Bill Miller IV, son of legendary investor Bill Miller, has joined a growing group of analysts forecasting that Bitcoin will reach a new all-time high this year, driven by regulatory momentum in the United States and expanding adoption across Wall Street.
“Technicals are really starting to line up, and it looks ready to go again. I personally expect it to break out to a higher high than its previous all-time peak from the fall,” said Miller, chief investment officer at Miller Value Partners, in comments to CNBC on Monday.
Miller pointed to remarks from US Securities and Exchange Commission Chair Paul Atkins indicating that capital markets are increasingly moving onchain, while noting that major Wall Street institutions such as JPMorgan continue to build and expand onchain infrastructure.
“It’s a whole new ballgame.”
“All of this is massively positive for Bitcoin, which appears to have established a higher base than it did in the spring of 2025,” he said.
Miller added that Bitcoin’s roughly 6% decline last year — and its underperformance relative to gold — was not a major concern given the asset’s inherent volatility, urging investors to “zoom out” when evaluating price charts.
Viewed over a longer time horizon, Bitcoin has never recorded two consecutive years of losses.
Bitcoin is trading at around $93,750, down 25.6% from its all-time high of $126,080 set on Oct. 6, but up 7.1% so far in 2026, according to CoinGecko data.
In a separate interview with CNBC, Fundstrat Capital chief investment officer Tom Lee said Bitcoin entered 2026 with several key tailwinds.
“We effectively reset leverage on Oct. 10 with that major shock,” Lee said. “Institutional adoption is still progressing, Wall Street continues to build products on the blockchain, and we now have support from the US government.”
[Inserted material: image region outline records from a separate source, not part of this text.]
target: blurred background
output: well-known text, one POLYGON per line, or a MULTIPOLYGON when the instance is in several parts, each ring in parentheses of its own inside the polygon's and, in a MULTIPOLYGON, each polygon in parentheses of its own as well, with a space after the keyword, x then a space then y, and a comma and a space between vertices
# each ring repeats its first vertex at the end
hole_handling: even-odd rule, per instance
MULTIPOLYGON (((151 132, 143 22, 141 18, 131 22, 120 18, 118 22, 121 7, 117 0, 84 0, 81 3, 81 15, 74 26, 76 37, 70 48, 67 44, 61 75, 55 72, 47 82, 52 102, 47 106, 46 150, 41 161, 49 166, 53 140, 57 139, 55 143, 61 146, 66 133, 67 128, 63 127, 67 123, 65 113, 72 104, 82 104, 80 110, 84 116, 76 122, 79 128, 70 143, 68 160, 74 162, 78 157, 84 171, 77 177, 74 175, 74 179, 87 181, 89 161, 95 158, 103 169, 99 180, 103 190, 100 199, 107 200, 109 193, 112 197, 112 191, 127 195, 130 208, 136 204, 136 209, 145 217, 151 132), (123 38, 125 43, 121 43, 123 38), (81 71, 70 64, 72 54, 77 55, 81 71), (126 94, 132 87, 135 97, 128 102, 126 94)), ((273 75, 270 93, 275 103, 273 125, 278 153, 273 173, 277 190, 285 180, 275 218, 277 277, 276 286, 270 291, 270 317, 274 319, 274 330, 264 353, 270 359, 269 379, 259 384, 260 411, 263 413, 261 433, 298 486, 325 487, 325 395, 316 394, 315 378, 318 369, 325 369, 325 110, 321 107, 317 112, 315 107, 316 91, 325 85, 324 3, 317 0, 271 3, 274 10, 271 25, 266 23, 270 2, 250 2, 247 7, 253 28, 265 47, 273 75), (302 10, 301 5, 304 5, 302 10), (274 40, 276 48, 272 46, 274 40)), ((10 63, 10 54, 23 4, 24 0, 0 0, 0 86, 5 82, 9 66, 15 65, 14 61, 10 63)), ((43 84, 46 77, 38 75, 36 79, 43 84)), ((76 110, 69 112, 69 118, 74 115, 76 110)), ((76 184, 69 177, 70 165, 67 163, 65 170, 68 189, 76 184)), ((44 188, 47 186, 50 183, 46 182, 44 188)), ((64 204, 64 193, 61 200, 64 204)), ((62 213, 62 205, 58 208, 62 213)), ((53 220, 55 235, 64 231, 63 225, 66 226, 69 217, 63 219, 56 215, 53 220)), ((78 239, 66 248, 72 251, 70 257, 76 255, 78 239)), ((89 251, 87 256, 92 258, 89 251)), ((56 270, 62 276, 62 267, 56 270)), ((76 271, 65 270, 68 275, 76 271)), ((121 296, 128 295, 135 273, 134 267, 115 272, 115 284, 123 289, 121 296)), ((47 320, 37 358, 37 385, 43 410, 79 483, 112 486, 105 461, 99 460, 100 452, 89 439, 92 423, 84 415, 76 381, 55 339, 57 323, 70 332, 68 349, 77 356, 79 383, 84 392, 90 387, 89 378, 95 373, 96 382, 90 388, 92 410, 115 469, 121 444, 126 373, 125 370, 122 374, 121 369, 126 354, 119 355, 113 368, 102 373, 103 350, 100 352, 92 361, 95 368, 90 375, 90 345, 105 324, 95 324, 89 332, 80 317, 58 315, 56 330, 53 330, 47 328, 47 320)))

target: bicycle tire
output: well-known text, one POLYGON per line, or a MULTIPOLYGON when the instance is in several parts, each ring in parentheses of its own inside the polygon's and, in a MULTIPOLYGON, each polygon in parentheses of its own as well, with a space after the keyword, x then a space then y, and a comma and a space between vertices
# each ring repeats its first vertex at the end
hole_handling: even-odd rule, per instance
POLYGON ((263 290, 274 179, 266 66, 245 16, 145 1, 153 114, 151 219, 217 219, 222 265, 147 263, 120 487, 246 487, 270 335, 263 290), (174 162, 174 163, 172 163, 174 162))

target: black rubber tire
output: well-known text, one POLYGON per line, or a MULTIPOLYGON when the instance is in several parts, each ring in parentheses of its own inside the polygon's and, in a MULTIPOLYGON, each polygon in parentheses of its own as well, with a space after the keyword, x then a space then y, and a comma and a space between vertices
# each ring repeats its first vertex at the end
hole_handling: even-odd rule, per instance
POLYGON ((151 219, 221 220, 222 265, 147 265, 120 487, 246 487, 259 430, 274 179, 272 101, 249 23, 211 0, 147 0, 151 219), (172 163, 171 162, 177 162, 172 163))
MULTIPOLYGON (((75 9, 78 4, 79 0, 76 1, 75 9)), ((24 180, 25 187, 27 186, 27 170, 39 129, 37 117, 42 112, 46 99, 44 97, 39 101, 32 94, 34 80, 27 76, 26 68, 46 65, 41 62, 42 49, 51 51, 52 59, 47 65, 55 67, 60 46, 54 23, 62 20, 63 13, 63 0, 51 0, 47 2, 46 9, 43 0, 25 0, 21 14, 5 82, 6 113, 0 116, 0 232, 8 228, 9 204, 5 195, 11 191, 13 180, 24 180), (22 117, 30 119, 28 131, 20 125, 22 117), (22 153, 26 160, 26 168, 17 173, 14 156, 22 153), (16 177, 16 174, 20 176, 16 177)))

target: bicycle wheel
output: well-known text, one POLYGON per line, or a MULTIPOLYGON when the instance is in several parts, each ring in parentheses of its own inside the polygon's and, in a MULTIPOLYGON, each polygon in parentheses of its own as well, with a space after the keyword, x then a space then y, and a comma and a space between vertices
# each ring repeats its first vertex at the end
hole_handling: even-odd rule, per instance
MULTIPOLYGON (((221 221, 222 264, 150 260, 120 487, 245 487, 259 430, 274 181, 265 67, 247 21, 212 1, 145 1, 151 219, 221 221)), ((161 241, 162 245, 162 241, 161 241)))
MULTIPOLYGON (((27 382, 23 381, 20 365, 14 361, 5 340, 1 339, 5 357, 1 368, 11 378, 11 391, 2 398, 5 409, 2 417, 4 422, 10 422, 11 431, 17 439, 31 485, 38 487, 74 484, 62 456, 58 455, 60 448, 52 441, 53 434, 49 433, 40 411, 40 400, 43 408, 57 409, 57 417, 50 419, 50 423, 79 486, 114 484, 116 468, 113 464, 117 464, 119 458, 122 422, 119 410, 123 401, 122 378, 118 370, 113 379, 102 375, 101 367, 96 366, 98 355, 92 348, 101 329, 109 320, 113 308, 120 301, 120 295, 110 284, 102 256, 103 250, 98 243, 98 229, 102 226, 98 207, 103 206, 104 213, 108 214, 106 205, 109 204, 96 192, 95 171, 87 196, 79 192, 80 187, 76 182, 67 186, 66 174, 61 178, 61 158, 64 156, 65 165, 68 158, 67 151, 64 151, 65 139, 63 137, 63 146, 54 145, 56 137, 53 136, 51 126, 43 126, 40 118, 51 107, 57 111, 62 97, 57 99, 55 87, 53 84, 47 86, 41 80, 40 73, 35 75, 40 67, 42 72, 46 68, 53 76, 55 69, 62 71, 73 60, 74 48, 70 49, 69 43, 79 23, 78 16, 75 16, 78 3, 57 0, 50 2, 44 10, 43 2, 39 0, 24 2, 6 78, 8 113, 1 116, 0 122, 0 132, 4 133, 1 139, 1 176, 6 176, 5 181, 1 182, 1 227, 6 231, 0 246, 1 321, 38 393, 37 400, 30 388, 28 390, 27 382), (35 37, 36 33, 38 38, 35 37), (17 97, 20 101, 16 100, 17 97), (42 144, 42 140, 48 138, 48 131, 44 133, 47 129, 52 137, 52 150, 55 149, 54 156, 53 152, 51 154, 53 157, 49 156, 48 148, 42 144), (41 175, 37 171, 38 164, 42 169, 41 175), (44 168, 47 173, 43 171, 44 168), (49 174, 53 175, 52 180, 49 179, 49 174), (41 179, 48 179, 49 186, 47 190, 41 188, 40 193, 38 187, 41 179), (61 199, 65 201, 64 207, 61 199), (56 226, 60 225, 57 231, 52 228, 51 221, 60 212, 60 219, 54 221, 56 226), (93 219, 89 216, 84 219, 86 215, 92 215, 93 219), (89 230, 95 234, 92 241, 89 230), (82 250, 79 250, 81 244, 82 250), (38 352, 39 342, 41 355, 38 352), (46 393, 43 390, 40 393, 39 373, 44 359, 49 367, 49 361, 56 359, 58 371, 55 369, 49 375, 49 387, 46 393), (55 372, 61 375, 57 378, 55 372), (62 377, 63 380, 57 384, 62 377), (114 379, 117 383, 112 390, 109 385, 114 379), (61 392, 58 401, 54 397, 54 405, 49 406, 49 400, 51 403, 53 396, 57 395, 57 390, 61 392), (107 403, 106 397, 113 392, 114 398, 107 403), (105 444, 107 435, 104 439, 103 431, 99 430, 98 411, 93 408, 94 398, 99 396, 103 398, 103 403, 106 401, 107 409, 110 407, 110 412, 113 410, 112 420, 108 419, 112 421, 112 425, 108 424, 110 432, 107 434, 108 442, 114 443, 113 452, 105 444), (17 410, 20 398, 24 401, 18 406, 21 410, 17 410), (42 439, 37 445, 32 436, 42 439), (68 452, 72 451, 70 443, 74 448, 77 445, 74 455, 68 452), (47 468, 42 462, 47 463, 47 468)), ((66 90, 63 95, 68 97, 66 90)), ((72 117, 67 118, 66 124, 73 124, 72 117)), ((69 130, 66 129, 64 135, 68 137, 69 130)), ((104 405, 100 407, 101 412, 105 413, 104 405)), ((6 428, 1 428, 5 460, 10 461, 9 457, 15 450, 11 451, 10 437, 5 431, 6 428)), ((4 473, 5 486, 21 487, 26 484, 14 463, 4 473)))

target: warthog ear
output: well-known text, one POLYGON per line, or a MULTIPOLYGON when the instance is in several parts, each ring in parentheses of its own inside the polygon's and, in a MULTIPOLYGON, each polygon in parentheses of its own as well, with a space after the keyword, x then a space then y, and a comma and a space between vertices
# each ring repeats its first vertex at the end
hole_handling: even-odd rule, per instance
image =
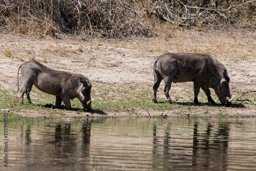
POLYGON ((79 77, 79 80, 80 80, 80 82, 82 83, 86 83, 87 82, 86 80, 86 79, 83 78, 82 77, 79 77))
POLYGON ((227 75, 227 70, 225 69, 223 71, 223 76, 226 76, 227 75))
POLYGON ((227 75, 227 70, 225 69, 223 71, 223 78, 225 78, 226 81, 228 83, 229 82, 229 81, 230 80, 230 79, 227 75))

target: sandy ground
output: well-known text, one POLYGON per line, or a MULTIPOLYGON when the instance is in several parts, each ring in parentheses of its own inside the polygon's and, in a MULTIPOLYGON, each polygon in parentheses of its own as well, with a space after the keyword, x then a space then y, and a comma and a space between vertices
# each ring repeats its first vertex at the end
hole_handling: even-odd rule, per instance
MULTIPOLYGON (((64 35, 59 35, 57 39, 39 39, 31 36, 0 34, 0 88, 17 90, 18 67, 24 62, 23 60, 29 61, 34 58, 48 67, 86 76, 95 87, 108 83, 114 86, 152 89, 155 58, 166 52, 206 52, 211 54, 228 69, 231 79, 230 92, 236 95, 237 99, 242 92, 256 90, 256 36, 255 33, 250 32, 236 33, 231 36, 228 31, 225 30, 198 32, 176 30, 172 31, 167 38, 134 37, 119 41, 102 40, 97 37, 87 39, 64 35), (12 51, 11 57, 6 55, 8 50, 12 51)), ((163 85, 162 83, 159 91, 162 91, 163 85)), ((178 101, 179 98, 187 98, 189 101, 187 97, 194 96, 192 82, 174 83, 170 91, 178 92, 176 96, 171 97, 178 101)), ((211 91, 214 99, 220 103, 213 90, 211 91)), ((255 101, 255 94, 250 93, 249 96, 245 96, 241 99, 255 101)), ((164 96, 163 93, 158 95, 164 96)), ((206 96, 204 98, 206 98, 206 96)), ((92 98, 93 100, 93 97, 92 98)), ((227 108, 207 106, 205 103, 191 111, 188 110, 188 114, 217 117, 217 114, 222 113, 227 114, 228 116, 256 116, 256 105, 246 101, 242 104, 237 107, 227 108)), ((164 114, 180 116, 177 114, 178 111, 165 111, 164 114)), ((39 111, 12 112, 24 117, 42 116, 39 111)), ((145 110, 138 109, 138 112, 142 116, 148 115, 145 110)), ((150 109, 148 112, 152 116, 162 112, 150 109)), ((108 112, 105 114, 131 116, 125 112, 108 112)), ((65 117, 76 115, 75 112, 67 111, 65 117)), ((81 115, 86 116, 91 114, 84 112, 81 115)))

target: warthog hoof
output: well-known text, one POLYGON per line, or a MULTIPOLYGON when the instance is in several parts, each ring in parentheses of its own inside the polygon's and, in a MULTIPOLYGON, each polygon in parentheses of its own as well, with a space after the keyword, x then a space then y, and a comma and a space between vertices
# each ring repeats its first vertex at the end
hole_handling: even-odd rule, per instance
POLYGON ((152 101, 154 102, 155 103, 158 103, 157 99, 155 98, 153 98, 152 101))

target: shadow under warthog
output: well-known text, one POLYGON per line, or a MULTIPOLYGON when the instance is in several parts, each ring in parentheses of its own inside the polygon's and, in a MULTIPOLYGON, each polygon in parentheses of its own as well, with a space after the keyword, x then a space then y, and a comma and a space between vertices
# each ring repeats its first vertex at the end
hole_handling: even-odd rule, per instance
MULTIPOLYGON (((65 109, 67 109, 66 106, 64 105, 60 105, 59 107, 58 108, 55 108, 55 106, 52 104, 45 104, 45 105, 40 105, 40 104, 35 104, 38 106, 43 106, 44 108, 49 108, 49 109, 60 109, 60 110, 65 110, 65 109)), ((93 110, 93 109, 91 109, 91 110, 85 110, 84 109, 81 109, 80 108, 71 108, 71 109, 70 110, 70 111, 76 111, 76 112, 78 112, 78 111, 82 111, 83 112, 89 112, 89 113, 91 113, 92 114, 99 114, 99 115, 107 115, 108 114, 105 113, 104 112, 102 111, 101 111, 101 110, 93 110)))
MULTIPOLYGON (((169 103, 167 101, 158 101, 158 103, 166 103, 166 104, 169 104, 169 103)), ((200 104, 197 104, 195 103, 190 103, 190 102, 177 102, 176 101, 175 104, 171 104, 171 105, 175 105, 175 104, 178 104, 178 105, 184 105, 184 106, 216 106, 216 107, 222 107, 223 105, 220 103, 209 103, 207 102, 206 103, 200 103, 200 104)), ((229 108, 245 108, 246 106, 242 103, 232 103, 229 105, 227 105, 227 107, 229 107, 229 108)))

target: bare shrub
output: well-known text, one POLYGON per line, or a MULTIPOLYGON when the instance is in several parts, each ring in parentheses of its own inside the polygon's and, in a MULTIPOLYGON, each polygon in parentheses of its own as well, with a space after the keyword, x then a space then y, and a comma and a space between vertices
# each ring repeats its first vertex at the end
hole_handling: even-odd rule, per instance
POLYGON ((255 15, 256 0, 0 0, 2 31, 41 37, 151 37, 163 34, 162 25, 254 29, 255 15))

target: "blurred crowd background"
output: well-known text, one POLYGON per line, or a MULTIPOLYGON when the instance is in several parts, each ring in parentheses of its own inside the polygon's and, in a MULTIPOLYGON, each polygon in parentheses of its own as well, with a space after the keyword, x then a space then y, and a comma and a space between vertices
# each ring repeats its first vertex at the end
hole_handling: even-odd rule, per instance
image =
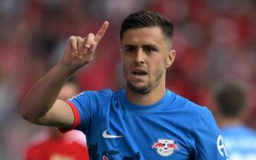
POLYGON ((240 82, 249 95, 244 120, 256 128, 254 0, 0 2, 0 160, 22 159, 31 137, 45 129, 24 120, 18 107, 30 88, 60 59, 70 36, 96 33, 109 21, 94 60, 74 76, 81 91, 124 87, 119 27, 124 18, 140 10, 159 11, 174 24, 177 58, 167 71, 167 88, 214 113, 215 83, 240 82))

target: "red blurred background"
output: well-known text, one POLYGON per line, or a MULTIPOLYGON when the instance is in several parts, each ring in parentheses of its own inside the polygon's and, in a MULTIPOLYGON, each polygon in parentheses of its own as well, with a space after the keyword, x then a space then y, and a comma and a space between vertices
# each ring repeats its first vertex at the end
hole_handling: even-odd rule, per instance
POLYGON ((167 88, 213 113, 222 79, 248 89, 245 122, 256 128, 256 2, 254 0, 5 0, 0 5, 0 159, 21 159, 28 139, 44 130, 18 115, 29 88, 60 59, 70 36, 109 30, 94 61, 75 74, 81 91, 124 87, 119 27, 130 13, 159 11, 174 24, 177 59, 167 88))

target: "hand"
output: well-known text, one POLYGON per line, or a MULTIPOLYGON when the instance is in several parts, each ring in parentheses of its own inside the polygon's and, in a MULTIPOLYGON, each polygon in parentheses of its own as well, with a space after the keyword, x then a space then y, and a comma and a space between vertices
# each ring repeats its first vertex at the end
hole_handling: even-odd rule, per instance
POLYGON ((105 21, 96 35, 90 33, 86 37, 71 36, 66 45, 63 64, 69 69, 76 71, 92 60, 93 53, 104 36, 109 27, 109 22, 105 21))

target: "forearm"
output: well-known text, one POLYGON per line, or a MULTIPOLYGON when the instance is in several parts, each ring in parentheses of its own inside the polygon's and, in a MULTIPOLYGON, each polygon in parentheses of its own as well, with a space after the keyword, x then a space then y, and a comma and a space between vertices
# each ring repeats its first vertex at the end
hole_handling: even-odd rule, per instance
POLYGON ((21 116, 32 123, 37 123, 53 106, 72 73, 61 62, 57 64, 26 95, 21 107, 21 116))

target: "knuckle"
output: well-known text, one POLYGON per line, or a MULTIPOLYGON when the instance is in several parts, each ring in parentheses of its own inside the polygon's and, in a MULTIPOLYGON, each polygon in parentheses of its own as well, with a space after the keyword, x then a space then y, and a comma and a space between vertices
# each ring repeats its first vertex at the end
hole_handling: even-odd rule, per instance
POLYGON ((69 37, 69 40, 76 40, 76 37, 74 37, 74 36, 70 36, 70 37, 69 37))

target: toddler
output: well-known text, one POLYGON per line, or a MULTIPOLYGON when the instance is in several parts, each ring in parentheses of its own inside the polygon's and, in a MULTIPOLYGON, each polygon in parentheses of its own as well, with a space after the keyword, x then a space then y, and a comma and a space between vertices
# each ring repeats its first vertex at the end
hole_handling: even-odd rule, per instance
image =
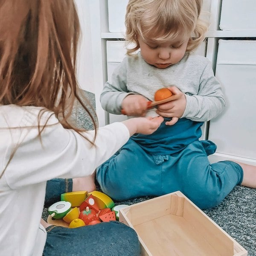
POLYGON ((126 39, 135 47, 101 95, 110 113, 146 114, 155 91, 168 88, 177 99, 160 105, 165 122, 151 135, 137 134, 98 168, 103 191, 116 200, 180 190, 201 208, 219 204, 234 186, 256 185, 256 167, 230 161, 210 164, 216 145, 200 140, 201 127, 225 102, 211 64, 192 50, 204 40, 201 0, 130 0, 126 39), (134 52, 140 49, 137 54, 134 52))

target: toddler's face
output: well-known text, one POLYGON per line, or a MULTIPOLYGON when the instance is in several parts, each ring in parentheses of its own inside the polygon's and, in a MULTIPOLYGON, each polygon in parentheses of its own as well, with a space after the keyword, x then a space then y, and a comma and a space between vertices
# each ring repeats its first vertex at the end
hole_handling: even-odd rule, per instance
POLYGON ((142 57, 145 61, 158 68, 166 68, 178 62, 184 56, 189 36, 181 35, 175 40, 157 42, 150 38, 138 40, 142 57))

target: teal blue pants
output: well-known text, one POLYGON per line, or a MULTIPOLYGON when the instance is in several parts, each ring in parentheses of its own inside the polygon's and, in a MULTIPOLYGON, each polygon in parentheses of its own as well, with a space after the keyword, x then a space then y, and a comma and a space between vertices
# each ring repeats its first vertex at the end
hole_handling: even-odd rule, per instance
POLYGON ((103 192, 118 201, 160 196, 179 190, 201 209, 218 205, 243 177, 238 164, 210 164, 216 145, 196 140, 168 155, 146 153, 136 142, 127 143, 97 170, 103 192))

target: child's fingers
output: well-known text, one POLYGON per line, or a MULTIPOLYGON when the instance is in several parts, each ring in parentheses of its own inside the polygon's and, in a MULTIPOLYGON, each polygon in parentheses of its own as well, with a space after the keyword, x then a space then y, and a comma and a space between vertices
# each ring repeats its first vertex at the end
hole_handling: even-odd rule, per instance
POLYGON ((178 120, 179 120, 178 117, 172 117, 171 121, 168 121, 166 122, 166 125, 173 125, 177 122, 178 120))

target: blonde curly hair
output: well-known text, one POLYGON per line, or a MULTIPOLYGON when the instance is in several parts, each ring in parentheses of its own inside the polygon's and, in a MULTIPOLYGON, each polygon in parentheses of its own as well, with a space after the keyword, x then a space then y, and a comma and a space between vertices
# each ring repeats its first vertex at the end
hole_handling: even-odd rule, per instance
POLYGON ((200 15, 202 0, 130 0, 126 8, 127 54, 140 48, 139 35, 163 42, 181 33, 191 35, 187 51, 195 49, 205 39, 208 24, 200 15))

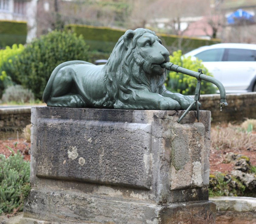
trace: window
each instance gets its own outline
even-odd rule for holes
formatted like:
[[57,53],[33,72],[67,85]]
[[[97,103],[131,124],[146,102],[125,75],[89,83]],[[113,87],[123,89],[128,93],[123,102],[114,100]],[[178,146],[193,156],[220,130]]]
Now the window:
[[9,10],[9,0],[0,0],[0,10]]
[[255,61],[256,51],[244,49],[226,49],[223,60],[228,61]]
[[14,10],[14,13],[22,15],[24,14],[25,4],[26,2],[25,1],[15,0]]
[[222,59],[224,50],[223,48],[207,50],[196,54],[195,56],[203,61],[220,61]]

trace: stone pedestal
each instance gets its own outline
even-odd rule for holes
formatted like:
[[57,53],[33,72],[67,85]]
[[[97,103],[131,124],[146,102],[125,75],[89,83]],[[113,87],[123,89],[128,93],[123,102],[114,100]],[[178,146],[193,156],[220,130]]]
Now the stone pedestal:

”So I think these are tailwinds that help Bitcoin recover this year.”
Bitcoin could trade between $50,000 and $250,000
While Lee did not offer a new price target for Bitcoin in 2026, he said in mid-December that the cryptocurrency could reach a fresh all-time high by the end of January.
Dragonfly managing partner Haseeb Qureshi said last week that Bitcoin could climb above $150,000 by the end of 2026, while also warning that Bitcoin dominance may decline.
Meanwhile, crypto investment firm Galaxy Digital declined to provide a firm forecast, describing 2026 as “too chaotic” to model with confidence. The firm said Bitcoin’s price could plausibly end the year anywhere between $50,000 and $250,000.